Amazingly, watching TV can improve your English!

When it comes to trying to improve your skills in something, it is rare to think watching TV is going to have much benefit. After all, watching TV is often the activity we turn to as a means to switch off from our busy days and relax.

The value of TV

There are a number of programs that are currently programmed on TV schedules or available on demand that can do both: relax you while also exposing you to English that’s going to help you improve your speaking and listening communication skills for work and in the test. It's also a great way to expand your knowledge of accents, helping you understand your patients wherever you want to work.

Each programme gives valuable examples of communication between healthcare professionals and their patients as well as between healthcare colleagues.

Top 5:

1. GPs Behind Closed Doors. The fascinating observational documentary series that takes viewers into the private world of a local GP surgery

2. One born every minute. Set in maternity wards around the UK. This series focuses on the different staff who assist parents-to-be during labour and birth while celebrating the moment a new child enters the world.

3. Outback ER. Set in one of Australia’s remotest hospitals, the staff in this series never know what to expect from one day to the next.

4. Hospital.
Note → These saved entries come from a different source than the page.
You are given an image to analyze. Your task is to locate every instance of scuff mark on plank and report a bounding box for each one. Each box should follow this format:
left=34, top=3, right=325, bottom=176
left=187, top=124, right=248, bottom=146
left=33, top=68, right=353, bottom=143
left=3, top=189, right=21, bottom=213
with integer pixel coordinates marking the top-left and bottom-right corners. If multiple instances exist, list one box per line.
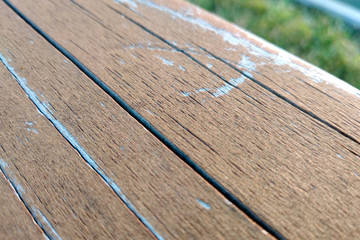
left=0, top=53, right=164, bottom=240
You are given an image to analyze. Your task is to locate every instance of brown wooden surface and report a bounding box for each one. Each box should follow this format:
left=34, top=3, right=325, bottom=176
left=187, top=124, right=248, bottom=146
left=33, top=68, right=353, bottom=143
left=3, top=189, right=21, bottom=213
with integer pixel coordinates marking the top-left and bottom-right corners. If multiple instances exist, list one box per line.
left=2, top=0, right=360, bottom=239
left=0, top=2, right=272, bottom=240
left=0, top=173, right=44, bottom=240
left=108, top=0, right=360, bottom=142
left=0, top=52, right=153, bottom=240
left=7, top=0, right=360, bottom=239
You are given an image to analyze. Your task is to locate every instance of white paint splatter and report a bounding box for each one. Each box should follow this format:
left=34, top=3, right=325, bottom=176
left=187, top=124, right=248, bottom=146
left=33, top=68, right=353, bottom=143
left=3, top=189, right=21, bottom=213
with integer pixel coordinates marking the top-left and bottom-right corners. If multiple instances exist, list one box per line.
left=114, top=0, right=138, bottom=8
left=243, top=71, right=254, bottom=79
left=158, top=56, right=174, bottom=66
left=224, top=199, right=232, bottom=205
left=128, top=0, right=360, bottom=96
left=123, top=43, right=176, bottom=52
left=146, top=109, right=155, bottom=115
left=128, top=0, right=248, bottom=45
left=238, top=55, right=257, bottom=71
left=182, top=91, right=191, bottom=97
left=179, top=65, right=186, bottom=71
left=0, top=53, right=164, bottom=240
left=196, top=198, right=211, bottom=210
left=26, top=127, right=39, bottom=134
left=245, top=32, right=360, bottom=95
left=213, top=76, right=245, bottom=97
left=196, top=88, right=210, bottom=93
left=181, top=88, right=210, bottom=97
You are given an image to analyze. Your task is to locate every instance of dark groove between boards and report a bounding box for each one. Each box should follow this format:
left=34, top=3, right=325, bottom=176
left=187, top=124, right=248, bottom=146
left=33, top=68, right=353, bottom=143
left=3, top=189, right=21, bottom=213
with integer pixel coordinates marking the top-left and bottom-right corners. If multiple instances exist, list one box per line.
left=3, top=1, right=286, bottom=239
left=3, top=2, right=162, bottom=239
left=109, top=3, right=360, bottom=148
left=110, top=2, right=360, bottom=148
left=199, top=47, right=360, bottom=146
left=101, top=3, right=360, bottom=238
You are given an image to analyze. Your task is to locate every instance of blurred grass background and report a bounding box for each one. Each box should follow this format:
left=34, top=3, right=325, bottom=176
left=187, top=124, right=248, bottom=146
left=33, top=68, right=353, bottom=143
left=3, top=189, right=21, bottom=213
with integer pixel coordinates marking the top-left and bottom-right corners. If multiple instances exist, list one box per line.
left=188, top=0, right=360, bottom=88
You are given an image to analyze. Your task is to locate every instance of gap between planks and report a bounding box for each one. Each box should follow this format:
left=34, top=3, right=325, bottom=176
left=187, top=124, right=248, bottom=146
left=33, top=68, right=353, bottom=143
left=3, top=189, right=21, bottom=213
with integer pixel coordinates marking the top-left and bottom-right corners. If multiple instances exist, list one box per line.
left=0, top=2, right=276, bottom=239
left=2, top=1, right=284, bottom=239
left=4, top=0, right=360, bottom=239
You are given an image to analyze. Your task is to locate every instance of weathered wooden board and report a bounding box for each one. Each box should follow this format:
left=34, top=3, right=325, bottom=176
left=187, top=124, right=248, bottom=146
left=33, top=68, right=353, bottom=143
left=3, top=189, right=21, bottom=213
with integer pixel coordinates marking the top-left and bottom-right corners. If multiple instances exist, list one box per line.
left=0, top=173, right=44, bottom=240
left=0, top=55, right=153, bottom=240
left=8, top=0, right=360, bottom=239
left=106, top=0, right=360, bottom=142
left=0, top=2, right=272, bottom=239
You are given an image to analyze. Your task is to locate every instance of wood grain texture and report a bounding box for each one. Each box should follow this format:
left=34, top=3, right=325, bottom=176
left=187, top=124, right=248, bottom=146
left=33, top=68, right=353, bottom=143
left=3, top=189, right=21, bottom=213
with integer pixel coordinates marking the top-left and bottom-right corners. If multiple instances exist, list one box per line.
left=108, top=0, right=360, bottom=142
left=0, top=52, right=153, bottom=240
left=0, top=173, right=44, bottom=240
left=0, top=2, right=272, bottom=240
left=9, top=0, right=360, bottom=239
This series looks at some of the challenges facing the healthcare system in the UK, the NHS [National Health Service]

5. Embarrassing Bodies. A team of British doctors talk to patients with problems they believe to be too embarrassing to discuss with their regular GP and provide them with advice and treatment. At the same time they remove the embarrassment by proving all bodies are the same.

Tips for while you listen

While watching these programs, here are five tips of things you can do at the same time:

  • Listen to the language used by the medical professional to start the conversation with the patient.
  • Listen for the responses the medical professional uses to answer questions or comments made by the patient.
  • Listen to how the tone, speed, intonation and language choices change for different medical situations and for different types of patient e.g. emergency/routine, old/young
  • Listen for the language used by the medical professional to explain, reassure and persuade
  • Listen for the language used by the medical professional to communicate with patients who are emotional e.g. angry, confused, frustrated, scared.

Note down examples of this language and then try it out in your own communication as soon as you can to make your English sound more natural and improve your range of language choices.